To achieve these aims, the UK has brought forward serious and credible proposals.
We continue to engage with the EU to press our case, and to better understand the nature of some of their concerns.
Equally, it is time for the EU to match the ambition and pragmatism that we have shown.
Mr Speaker, while we intensify negotiations to secure the deal we want,the deal that we expect, we are also expediting preparations for no deal.
In case the EU do not match the ambition and pragmatism we have demonstrated.
As the Prime Minister stated on 21 September after the Salzburg Summit.
The government has made clear we will unilaterally protect the rights of EU citizens in the UK in the event of No Deal.
To the 3 million here, we say: you are our friends, our neighbours, our colleagues, we want you to stay.
And we will be setting out all of the details as soon as is practical.
We also now urge the EU and all its member states to step up and give UK citizens on the continent the same reassurances.
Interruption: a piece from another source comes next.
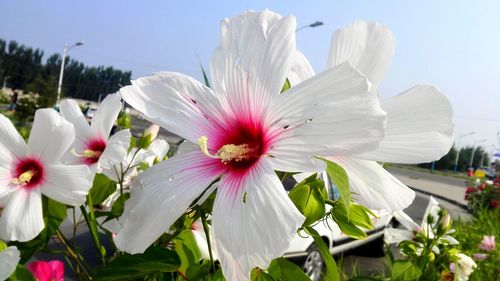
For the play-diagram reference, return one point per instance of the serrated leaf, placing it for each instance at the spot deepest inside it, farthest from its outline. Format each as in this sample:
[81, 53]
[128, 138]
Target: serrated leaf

Mr Speaker it is time, on both sides, to provide all our citizens with that comfort and with that confidence.
Since I last updated the House in September, we have published 52 more technical notices, in two further batches.
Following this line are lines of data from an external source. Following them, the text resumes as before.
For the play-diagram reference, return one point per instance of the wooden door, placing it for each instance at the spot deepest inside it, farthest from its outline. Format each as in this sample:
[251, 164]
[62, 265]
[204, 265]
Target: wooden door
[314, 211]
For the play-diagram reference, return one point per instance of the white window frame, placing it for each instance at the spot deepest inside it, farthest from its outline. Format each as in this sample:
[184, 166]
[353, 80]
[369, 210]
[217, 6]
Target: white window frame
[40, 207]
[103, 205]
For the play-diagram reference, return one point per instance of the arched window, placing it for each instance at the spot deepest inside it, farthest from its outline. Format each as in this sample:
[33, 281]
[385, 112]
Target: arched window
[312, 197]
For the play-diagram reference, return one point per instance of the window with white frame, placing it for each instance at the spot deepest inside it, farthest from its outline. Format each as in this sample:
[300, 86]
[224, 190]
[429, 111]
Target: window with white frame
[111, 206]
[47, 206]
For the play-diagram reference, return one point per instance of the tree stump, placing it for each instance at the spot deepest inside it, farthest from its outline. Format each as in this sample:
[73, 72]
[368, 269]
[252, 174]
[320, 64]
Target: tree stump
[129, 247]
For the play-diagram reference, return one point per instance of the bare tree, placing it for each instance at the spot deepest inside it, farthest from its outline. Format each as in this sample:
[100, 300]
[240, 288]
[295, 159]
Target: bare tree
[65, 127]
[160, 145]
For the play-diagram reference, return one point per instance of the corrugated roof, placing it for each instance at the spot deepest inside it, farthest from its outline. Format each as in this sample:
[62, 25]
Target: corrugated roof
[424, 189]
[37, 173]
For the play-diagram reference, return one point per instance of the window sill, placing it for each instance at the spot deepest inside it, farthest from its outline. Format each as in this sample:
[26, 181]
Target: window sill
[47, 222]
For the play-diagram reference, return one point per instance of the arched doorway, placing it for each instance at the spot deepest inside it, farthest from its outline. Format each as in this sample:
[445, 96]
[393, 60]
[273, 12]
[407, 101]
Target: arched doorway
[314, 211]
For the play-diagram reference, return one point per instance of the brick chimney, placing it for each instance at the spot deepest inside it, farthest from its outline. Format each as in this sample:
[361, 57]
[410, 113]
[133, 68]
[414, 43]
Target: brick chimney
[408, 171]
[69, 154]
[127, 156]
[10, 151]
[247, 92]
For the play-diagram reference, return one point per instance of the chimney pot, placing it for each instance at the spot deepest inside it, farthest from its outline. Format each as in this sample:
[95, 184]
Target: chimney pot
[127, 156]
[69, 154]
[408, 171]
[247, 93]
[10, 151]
They inform people, businesses and other key stakeholders of the steps they need to take, if we don’t reach a deal with the EU.
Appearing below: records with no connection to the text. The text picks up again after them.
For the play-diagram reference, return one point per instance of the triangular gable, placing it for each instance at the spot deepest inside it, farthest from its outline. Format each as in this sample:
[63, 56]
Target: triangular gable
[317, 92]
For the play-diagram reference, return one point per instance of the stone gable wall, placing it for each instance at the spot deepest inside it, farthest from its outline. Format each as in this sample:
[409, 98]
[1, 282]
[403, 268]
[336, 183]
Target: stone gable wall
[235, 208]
They cover a wide range of sectors, building on other work that has taken place across government over the last two years.
They enable us to prepare the UK for Brexit irrespective of the outcome of the negotiations.
They acknowledge that there are risks to a no deal scenario.
But they also demonstrate the steps we will take to avoid, mitigate and manage any potential short-term risks and disruption.
Overall now we have published 77 technical notices which form part of the sensible, proportionate, measures that we are taking to prepare the country for every eventuality.
Mr Speaker our most recent batch of technical notices were published on the 24th of September they are set out in a written Ministerial statement today.
There are 24 and they range from aviation, and the advice for airlines on the impact of ‘no deal’ and the actions for them to consider to maintain services on the day we leave the EU, through to car insurance, and the arrangements to ensure Green Cards will be available free of charge from insurance companies to enable UK drivers to continue to drive on the continent.
The publication of the technical notices enables further engagement as part of our No Deal planning.
So for example, our earlier technical notice on VAT set out the VAT changes that companies will need to prepare for when importing or exporting goods from the EU, when supplying services to the EU, or interacting with EU VAT IT systems.
That one was welcomed by the British Chamber of Commerce, and we are grateful to them and to all of our stakeholders for their constructive ongoing engagement on that necessary planning.
More broadly, I met with the British Chamber of Commerce, the CBI, the IoD, EEF and the Federation of Small Businesses as part of the government’s Business Advisory Group on the 17th of September, to make sure we are explaining our negotiating proposals and No Deal planning, and listening to UK businesses of all sizes, and across all sectors.
We will keep providing people and businesses with the advice they need as we negotiate our exit from the European Union.
We also keep working with the devolved administrations on all aspects of our planning for exit.
I attended the joint ministerial committee on the 13th September.
It has now met 12 times, and our last meeting was a valuable opportunity to give the devolved administrations a full update on the negotiations, as well as discuss the necessary No Deal planning.
We continue to listen very carefully to all of their views.
Mr Speaker, that is the way, with concerted effort on all fronts, that we have put ourselves in the best possible position to make the best of Brexit.
And I commend this statement to the House.